Belgium (Brussels Morning Newspaper) France’s prosecutors have opened a preliminary investigation against United Arab Emirates General Ahmed Nasser Al-Raisi, who was appointed the new head of Interpol in November last year.
According to French judicial sources, prosecutors in charge of terrorism cases launched an inquiry into alleged torture and acts of barbarism committed by Al-Raisi, acting on a complaint lodged by the non-profit Gulf Centre for Human Rights (GCHR).
The GCHR submitted claims that Al-Raisi was among the people responsible for the torture of Ahmed Mansoor, an Emirati dissident arrested in 2017 under charges of “spreading false and misleading information” over the internet. Before his arrest, Mansoor was calling for universal and free elections in the UAE, and for legislative powers to be granted to the Federal National Council, a government advisory board.
Since his arrest, Mansoor has been held in solitary confinement in the al-Sadr prison in Abu Dhabi. Human rights groups charge that he has been deprived of basic necessities there and denied his rights even under the restrictive Emirati laws.
Treatment of Mansoor and other human rights activists and dissidents in the UAE was flagged as a serious issue ahead of the Interpol elections, in which at the time Al-Raisi was said to be a frontrunner.

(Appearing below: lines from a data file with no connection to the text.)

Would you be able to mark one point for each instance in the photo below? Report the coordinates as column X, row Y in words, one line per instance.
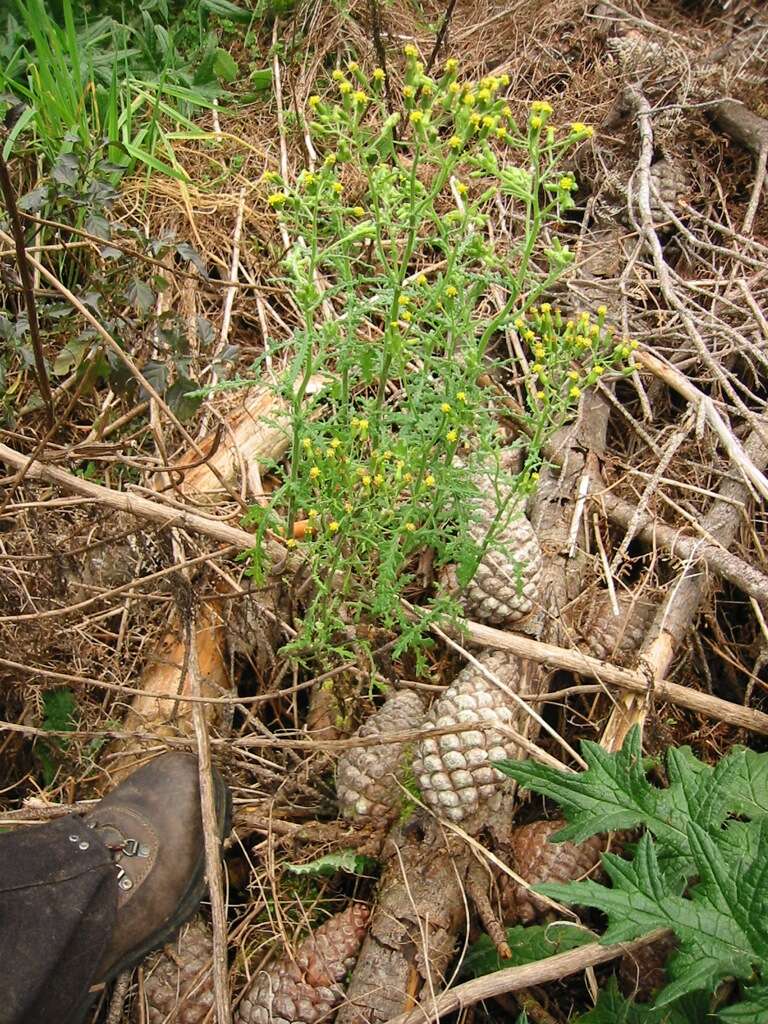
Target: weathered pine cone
column 454, row 771
column 615, row 638
column 304, row 988
column 536, row 859
column 668, row 182
column 181, row 988
column 506, row 583
column 367, row 778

Despite international protests against his candidacy, he was ultimately appointed Interpol’s new president in a secret vote.
Human rights organizations warned that his appointment would open Interpol to the risk of being abused by authoritarian regimes, such as the UAE’s. Among the frequent complaints against Al-Raisi’s appointment were accusations that the Emirates had abused Interpol’s “red notice” system in order to collect debts and persecute dissidents.